Manufacturing Summit Focuses on Worker Shortage
The U.S. unemployment rate fell to 3.7 percent in September. That’s the lowest level since December of 1969, a 49-year low. While that’s a good thing for workers, it’s proving to be a challenge for manufacturers here in Minnesota. Today in Brooklyn Park manufacturing companies from across the state gathered for the 26th annual Manufacturing Summit.
The event is hosted by the Minnesota Chamber of Commerce. One of the biggest issues manufacturers are facing is a worker shortage. Right now in the state of Minnesota there are 12,000 vacant manufacturing jobs. One of the goals of this conference is to figure out how to bring people to Minnesota to fill those job openings.
“It’s about building awareness among students in school now and at a junior high level and high school level,” says chamber president Douglas Loon. “We really need to show young people what great jobs are available. We need to go local to make sure there is a communication between those students their families, educators, as well as businesses. There needs to be a connector between all those factors.”

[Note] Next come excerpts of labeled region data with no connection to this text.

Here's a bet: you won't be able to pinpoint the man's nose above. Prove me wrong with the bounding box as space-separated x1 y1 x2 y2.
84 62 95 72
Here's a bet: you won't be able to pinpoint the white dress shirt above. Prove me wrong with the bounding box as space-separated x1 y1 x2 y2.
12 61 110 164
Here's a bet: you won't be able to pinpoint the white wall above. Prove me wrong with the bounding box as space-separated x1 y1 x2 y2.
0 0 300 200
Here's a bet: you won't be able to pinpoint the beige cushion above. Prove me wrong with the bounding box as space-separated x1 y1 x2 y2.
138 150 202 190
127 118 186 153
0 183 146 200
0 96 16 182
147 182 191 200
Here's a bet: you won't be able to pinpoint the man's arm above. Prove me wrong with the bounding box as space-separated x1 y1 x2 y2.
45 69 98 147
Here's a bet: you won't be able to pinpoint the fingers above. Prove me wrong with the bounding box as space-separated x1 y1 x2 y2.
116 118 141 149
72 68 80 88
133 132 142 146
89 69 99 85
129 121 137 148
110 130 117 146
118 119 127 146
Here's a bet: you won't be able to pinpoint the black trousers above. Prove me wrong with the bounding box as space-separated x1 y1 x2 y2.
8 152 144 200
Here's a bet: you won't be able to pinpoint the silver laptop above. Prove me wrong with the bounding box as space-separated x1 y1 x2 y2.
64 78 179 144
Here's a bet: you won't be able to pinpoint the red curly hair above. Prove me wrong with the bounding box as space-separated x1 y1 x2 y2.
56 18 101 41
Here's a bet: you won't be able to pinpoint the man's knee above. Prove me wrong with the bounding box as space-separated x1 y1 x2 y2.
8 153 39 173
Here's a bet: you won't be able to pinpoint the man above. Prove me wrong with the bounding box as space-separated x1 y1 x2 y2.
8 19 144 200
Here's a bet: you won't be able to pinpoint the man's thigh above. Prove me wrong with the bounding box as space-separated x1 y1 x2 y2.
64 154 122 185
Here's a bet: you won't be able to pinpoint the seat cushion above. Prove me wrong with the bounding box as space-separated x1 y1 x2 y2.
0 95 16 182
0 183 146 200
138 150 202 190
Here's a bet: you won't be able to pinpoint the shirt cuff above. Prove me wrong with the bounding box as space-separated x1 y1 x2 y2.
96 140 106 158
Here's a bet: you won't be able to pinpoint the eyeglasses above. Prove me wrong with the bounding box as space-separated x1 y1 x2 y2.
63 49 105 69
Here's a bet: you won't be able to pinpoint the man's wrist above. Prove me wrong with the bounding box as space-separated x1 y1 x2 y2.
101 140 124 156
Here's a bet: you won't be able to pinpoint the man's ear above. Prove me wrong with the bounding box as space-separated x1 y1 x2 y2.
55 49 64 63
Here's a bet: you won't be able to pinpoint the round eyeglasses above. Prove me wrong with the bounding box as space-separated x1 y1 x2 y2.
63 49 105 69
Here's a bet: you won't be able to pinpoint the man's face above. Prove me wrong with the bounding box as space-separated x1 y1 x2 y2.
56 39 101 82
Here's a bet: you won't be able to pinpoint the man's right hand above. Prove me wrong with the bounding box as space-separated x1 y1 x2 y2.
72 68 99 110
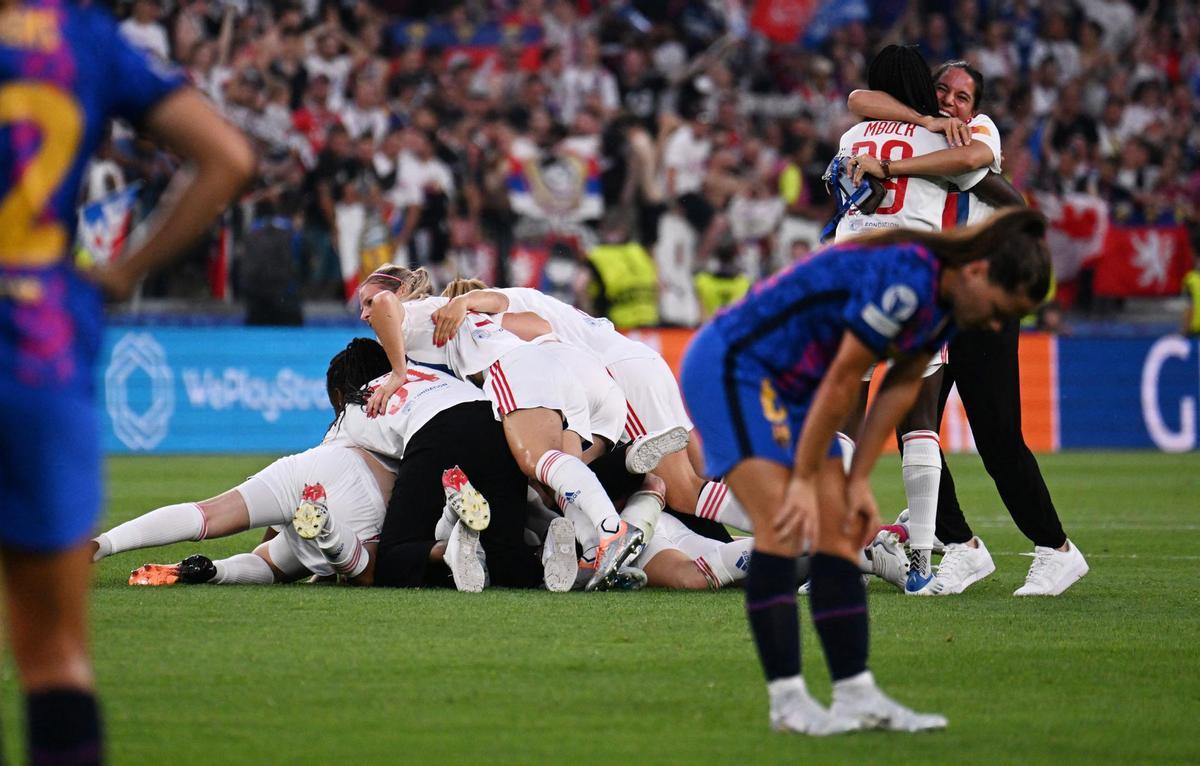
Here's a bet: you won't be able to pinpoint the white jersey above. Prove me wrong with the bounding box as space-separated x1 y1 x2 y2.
834 120 988 241
403 295 524 378
325 364 487 460
961 114 1003 226
493 287 659 366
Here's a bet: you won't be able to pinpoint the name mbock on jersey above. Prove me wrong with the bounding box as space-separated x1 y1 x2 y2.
834 120 995 243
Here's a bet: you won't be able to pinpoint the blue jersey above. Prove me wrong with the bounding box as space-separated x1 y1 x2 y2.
712 244 954 402
680 244 954 477
0 0 184 551
0 0 184 391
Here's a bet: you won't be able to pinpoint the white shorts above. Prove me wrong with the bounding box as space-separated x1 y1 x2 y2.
538 341 626 444
863 343 950 383
484 343 592 442
634 514 722 569
236 444 386 575
608 357 694 439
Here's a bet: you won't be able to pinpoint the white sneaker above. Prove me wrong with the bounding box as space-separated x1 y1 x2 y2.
919 537 996 596
863 529 908 590
541 517 580 593
442 466 492 532
445 521 487 593
1013 540 1087 596
829 670 947 731
767 676 862 737
625 425 688 473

Supply Chain Sustainability also an Issue
That’s not the only topic companies tackled on Friday. They also discussed supply chain sustainability. Several experts spoke on ways companies can reduce their carbon footprint while also cutting costs. They shared ways that manufactures could produce their products more efficiently so they could, in turn, compete globally.
“Water, energy and electricity and supply chains are all inputs that go in to manufacturing,” says Loon. “Manufacturing needs to be as efficient as possible to compete globally. Sustainability goes in to that. Ultimately, sustainability is a business imperative.”
Looking at ways companies can reduce the amount of water they use during their manufacturing process was also a key discussion.
“In the case of water, it’s about how do you reduce grey water and create clean water,” added Loon. “In turn, reusing that clean water that can go back in to manufacturing and back in to our ecology.”
Overall, the different companies and the chamber of commerce are committed to showing off Minnesota. They hope that they can show Minnesota as an attractive place to live and work, all with the hopes of attracting new talent.